3. “Driving through Time: The Digital Blue Ridge Parkway in North Carolina” will present an innovative visually and spatially based model for illustrating North Carolina’s key role in creating the Parkway, representing the twentieth-century history of a seventeen-county section of the North Carolina mountains, and for understanding crucial elements of the development of the American National Park system. The project will feature historic maps, photographs, postcards, government documents, oral history interviews, and newspaper clippings. Each historic document will be assigned geographic coordinates so that it can be viewed on a map, enabling users to visualize and analyze the impact of the Blue Ridge Parkway on the people and landscape in western North Carolina over both space and time (See Figure 3). Primary sources will be drawn from the collections of the UNC-Chapel Hill University Library, the Blue Ridge Parkway Headquarters, and the North Carolina State Archives. These materials are especially significant in that they document one of North Carolina’s most popular tourist attractions, but also in the way that they help illuminate the way that the Blue Ridge Parkway transformed the communities through which it passed. In addition to the digitized primary sources, the project will include scholarly analyses of aspects of the development of the Blue Ridge Parkway.

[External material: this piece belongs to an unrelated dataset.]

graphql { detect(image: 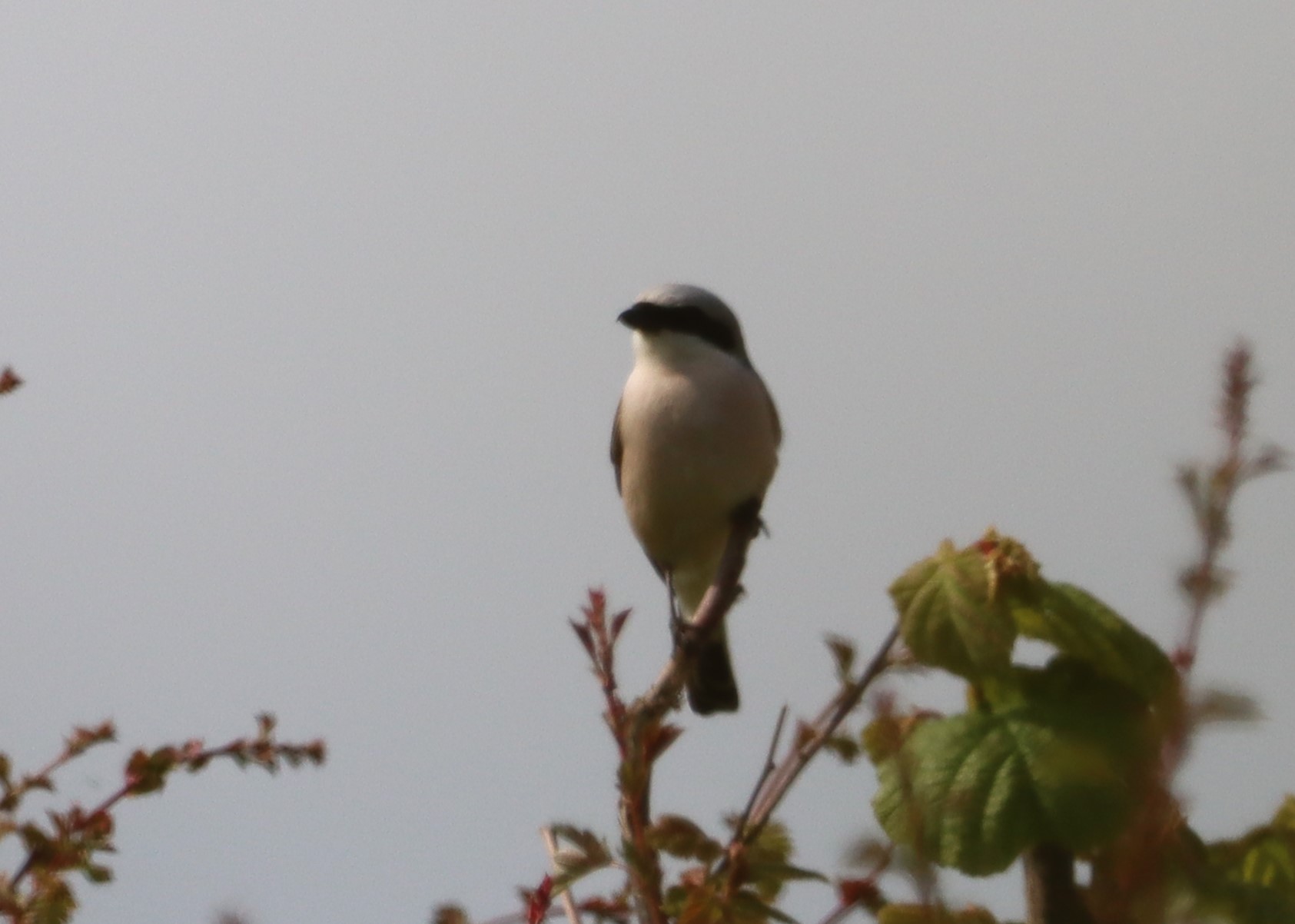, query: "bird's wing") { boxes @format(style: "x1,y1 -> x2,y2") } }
611,402 -> 624,494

A geospatial format is uniquely appropriate for considering the history of the Parkway and its region. As a narrow park corridor pushed through a long-populated southern Appalachian landscape, the Parkway rearranged spaces, repurposed lands, reorganized travel routes, and opened and closed economic opportunities through control of road routing, access, and use. The social conflicts it engendered, therefore, frequently entailed spatial components – should the road go here, or there; should it take more or less land; should this or that property be favored with direct Parkway access (or not)? Understanding these aspects of Parkway history without reference to spatial relationships on the land is challenging, as the project’s scholarly adviser, Dr. Anne Mitchell Whisnant, recognized when publishing her 2006 book, Super-Scenic Motorway: A Blue Ridge Parkway History (UNC Press). Her experience, both in writing the book and in delivering numerous public presentations since its appearance, is that narrative alone cannot provide the public with the tools to comprehend past controversies or present land protection challenges. Using digital and geospatial technologies to open a new window on the history of the Parkway and its region is especially timely considering the approach of the Parkway’s 75th anniversary in 2010 and the National Park Service’s 100th anniversary in 2016.
The collaboration between the library and Dr. Whisnant has been enhanced by Whisnant’s engagement in related field of “public history,” which is history practiced outside the walls of academia, with and for public audiences. Based in academia but designed for public benefit, “Driving through Time” has offered an exceptional opportunity for involving undergraduate and graduate students in Dr. Whisnant’s Introduction to Public History class in its creation. As a scholarly project being built through the expertise of a large team (as nearly all public history undertakings are), “Driving through Time” has been an ideal space for students to gain hands-on experience in doing public history collaboratively, in real-time, with their instructor. Students are doing original primary source research in the university’s special collections, identifying materials for inclusion in the online exhibit, developing their own historical narratives, working with new tools such as wikis and databases, and contributing to the creation of metadata. Because the instructor has not predetermined the final outcome, furthermore, students are being given ownership over both their process and their final products and practicing navigating the unexpected twists, turns, delights, and disappointments that historical research always entails.